Kisruh ini bermula ketika Presiden Yoon Suk Yeol mengumumkan status darurat militer pada 3 Desember 2024. Keputusan tersebut memicu polemik besar di tengah masyarakat dan parlemen. Demonstrasi pecah di berbagai kota, dengan ribuan warga turun ke jalan menentang langkah Yoon yang dianggap sebagai ancaman terhadap demokrasi.

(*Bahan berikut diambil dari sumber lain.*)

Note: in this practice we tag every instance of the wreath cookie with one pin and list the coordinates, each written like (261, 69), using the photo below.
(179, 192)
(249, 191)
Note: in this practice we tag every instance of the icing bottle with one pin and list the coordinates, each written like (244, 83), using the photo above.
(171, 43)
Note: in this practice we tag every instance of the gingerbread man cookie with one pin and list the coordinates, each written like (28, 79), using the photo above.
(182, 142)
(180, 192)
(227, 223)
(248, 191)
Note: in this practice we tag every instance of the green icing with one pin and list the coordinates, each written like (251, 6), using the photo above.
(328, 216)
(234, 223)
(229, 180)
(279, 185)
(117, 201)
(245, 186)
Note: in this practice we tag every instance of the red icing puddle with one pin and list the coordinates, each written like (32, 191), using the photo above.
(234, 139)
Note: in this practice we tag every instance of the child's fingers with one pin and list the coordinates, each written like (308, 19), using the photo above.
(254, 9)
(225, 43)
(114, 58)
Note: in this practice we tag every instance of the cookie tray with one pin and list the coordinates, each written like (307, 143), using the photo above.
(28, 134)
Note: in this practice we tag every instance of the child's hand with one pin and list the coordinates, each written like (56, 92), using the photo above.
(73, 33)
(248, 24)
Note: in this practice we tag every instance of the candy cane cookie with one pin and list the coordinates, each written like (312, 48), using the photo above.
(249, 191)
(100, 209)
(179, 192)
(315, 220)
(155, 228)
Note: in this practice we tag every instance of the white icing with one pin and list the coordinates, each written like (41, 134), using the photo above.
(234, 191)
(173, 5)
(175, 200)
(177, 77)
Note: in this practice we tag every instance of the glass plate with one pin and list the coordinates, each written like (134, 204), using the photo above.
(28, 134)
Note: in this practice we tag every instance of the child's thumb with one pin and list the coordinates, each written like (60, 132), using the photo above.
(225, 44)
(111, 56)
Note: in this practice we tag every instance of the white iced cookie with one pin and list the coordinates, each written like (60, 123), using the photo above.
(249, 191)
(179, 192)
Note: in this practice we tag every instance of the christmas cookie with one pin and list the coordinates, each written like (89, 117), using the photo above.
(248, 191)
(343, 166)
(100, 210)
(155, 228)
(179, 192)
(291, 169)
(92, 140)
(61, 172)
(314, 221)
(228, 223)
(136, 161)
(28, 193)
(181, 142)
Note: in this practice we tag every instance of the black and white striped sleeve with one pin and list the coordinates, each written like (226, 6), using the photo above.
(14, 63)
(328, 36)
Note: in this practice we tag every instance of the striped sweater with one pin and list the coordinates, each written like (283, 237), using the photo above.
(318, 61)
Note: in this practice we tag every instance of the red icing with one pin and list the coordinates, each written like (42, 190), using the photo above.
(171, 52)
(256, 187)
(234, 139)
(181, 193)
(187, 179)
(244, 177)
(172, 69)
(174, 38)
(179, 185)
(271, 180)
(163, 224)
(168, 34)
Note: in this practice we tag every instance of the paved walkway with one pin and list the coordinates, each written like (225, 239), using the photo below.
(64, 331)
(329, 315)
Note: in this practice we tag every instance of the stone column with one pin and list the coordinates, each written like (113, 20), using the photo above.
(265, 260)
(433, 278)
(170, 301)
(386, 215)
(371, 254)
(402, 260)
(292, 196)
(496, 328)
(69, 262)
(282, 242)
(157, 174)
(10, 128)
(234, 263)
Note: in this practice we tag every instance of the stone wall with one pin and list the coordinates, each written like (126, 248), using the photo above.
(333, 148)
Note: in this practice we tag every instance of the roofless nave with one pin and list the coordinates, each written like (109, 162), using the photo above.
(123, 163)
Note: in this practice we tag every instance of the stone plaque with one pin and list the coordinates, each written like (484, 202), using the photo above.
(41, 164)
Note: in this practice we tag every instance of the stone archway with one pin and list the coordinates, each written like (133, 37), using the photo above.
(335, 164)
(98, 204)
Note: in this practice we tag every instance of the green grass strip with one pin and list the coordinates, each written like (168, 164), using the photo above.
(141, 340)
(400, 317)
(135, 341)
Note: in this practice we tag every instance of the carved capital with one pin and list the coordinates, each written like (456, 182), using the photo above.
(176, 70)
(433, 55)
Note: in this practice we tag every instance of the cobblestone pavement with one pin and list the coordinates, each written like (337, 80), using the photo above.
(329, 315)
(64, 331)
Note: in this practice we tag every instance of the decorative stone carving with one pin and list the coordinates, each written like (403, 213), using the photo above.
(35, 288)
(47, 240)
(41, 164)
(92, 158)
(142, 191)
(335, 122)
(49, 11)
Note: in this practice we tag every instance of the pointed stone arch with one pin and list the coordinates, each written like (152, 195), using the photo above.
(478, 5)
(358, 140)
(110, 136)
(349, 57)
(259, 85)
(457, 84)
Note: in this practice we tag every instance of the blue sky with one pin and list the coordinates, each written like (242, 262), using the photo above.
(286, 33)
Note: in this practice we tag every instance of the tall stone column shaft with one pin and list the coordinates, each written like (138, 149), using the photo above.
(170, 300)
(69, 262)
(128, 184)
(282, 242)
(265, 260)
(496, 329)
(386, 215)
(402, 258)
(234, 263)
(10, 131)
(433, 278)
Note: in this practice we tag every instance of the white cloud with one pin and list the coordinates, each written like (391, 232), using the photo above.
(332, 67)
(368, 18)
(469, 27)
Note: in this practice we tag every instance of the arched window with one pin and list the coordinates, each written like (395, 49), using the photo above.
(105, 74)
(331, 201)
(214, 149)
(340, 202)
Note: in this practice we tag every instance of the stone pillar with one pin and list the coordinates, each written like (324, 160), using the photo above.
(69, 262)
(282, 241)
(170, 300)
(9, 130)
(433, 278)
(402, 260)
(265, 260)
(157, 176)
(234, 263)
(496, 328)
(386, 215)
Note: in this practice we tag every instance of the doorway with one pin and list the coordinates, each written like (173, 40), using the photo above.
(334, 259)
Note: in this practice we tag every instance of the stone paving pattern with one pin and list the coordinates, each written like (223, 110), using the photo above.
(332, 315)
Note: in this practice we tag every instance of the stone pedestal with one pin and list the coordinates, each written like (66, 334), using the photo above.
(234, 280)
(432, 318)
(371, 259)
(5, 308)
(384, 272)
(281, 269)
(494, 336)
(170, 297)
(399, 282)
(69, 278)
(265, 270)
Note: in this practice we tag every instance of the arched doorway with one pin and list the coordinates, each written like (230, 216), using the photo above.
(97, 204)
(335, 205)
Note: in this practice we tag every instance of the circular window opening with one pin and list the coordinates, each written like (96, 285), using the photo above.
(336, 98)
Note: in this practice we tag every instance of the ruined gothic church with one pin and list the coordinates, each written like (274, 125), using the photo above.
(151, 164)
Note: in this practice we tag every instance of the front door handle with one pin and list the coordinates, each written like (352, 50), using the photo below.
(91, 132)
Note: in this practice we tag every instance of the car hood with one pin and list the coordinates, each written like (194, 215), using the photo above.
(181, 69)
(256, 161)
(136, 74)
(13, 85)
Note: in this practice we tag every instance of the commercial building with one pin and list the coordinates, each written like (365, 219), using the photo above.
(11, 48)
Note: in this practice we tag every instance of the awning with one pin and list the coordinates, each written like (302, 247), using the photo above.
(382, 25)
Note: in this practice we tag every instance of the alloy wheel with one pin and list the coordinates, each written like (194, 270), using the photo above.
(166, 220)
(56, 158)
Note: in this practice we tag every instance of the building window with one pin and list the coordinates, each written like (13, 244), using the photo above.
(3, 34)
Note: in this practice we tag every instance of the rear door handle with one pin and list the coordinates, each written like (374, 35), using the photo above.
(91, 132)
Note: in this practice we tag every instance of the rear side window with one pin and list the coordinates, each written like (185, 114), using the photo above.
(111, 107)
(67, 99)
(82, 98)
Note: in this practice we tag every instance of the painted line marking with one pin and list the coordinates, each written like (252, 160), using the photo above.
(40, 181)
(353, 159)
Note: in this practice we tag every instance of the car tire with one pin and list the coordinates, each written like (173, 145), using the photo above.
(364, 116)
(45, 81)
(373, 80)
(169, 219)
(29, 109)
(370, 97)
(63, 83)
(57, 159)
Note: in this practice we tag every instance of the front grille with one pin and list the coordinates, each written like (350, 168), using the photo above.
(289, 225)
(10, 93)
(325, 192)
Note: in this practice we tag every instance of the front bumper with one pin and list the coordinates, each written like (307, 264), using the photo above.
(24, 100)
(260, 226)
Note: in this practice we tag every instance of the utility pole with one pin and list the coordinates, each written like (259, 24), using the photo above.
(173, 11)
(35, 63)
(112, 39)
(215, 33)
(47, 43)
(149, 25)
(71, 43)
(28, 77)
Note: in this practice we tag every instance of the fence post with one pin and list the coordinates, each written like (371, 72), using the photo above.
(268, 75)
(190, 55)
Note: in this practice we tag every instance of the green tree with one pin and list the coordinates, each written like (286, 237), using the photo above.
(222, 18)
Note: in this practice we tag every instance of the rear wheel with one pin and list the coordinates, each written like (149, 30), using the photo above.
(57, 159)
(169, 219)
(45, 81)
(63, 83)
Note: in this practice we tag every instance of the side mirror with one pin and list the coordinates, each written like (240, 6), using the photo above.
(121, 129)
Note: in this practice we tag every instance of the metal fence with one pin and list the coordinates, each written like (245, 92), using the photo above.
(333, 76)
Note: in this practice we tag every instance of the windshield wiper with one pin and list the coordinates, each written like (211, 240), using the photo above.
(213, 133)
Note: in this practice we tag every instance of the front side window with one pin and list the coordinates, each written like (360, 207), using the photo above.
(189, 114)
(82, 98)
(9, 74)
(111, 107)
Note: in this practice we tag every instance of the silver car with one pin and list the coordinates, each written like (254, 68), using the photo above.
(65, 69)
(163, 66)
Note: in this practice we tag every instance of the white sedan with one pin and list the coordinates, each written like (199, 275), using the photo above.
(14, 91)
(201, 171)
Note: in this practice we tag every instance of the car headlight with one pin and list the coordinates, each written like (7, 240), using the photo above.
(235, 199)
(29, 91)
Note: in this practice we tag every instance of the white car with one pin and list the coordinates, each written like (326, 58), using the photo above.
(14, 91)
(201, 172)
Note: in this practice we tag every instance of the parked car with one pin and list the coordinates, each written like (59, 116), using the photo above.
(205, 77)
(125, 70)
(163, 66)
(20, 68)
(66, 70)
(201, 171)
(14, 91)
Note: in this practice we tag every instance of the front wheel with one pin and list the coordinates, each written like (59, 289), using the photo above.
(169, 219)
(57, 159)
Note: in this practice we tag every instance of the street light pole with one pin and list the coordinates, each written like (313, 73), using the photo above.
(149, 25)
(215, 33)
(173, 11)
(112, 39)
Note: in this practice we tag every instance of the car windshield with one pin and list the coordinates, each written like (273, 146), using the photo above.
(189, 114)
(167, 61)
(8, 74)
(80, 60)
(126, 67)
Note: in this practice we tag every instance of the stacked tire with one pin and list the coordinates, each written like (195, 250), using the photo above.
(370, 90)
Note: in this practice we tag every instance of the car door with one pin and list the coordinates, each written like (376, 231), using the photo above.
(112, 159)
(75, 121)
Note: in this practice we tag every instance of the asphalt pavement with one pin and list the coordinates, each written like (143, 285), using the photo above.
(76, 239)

Langkah Presiden Yoon segera mendapat perlawanan dari Majelis Nasional Korea Selatan. Setelah menggelar rapat darurat, parlemen Korsel melakukan pemungutan suara untuk mendesak pencabutan status darurat militer. Yoon akhirnya mencabut keputusan tersebut, tetapi kerusakan telah terjadi. Kepercayaan publik terhadap pemerintahannya jatuh drastis, dan gelombang protes justru semakin meluas.
Pada 14 Desember 2024, Majelis Nasional mengambil langkah drastis dengan memakzulkan Yoon Suk Yeol. Pemakzulan ini menandai pertama kalinya dalam sejarah Korsel seorang presiden diberhentikan melalui proses legislatif atas kebijakan darurat militer.
Dengan dimakzulkannya Yoon, Han Duck-soo, yang menjabat sebagai Perdana Menteri, mengambil alih sebagai Presiden sementara. Namun, masa jabatannya juga tidak berlangsung lama. Han menghadapi kritik keras atas kebijakannya yang dianggap tidak mampu menenangkan gejolak politik dan sosial di negara itu. Pada 28 Desember 2024, Han secara resmi dicopot dari posisinya melalui mekanisme parlemen.
Saat ini, Korsel berada di persimpangan jalan. Situasi politik yang tak menentu memunculkan kekhawatiran tentang stabilitas negara di tengah ancaman eksternal dan tantangan internal. Para analis politik memandang Korsel harus segera menggelar pemilu darurat untuk memilih pemimpin baru yang mampu mengembalikan kepercayaan publik dan menata kembali sistem demokrasi yang terguncang.
Perkembangan lebih lanjut dari krisis politik di Korsel ini akan menjadi sorotan dunia internasional. Semua pihak menantikan langkah selanjutnya dari Majelis Nasional dalam menentukan arah masa depan negara tersebut.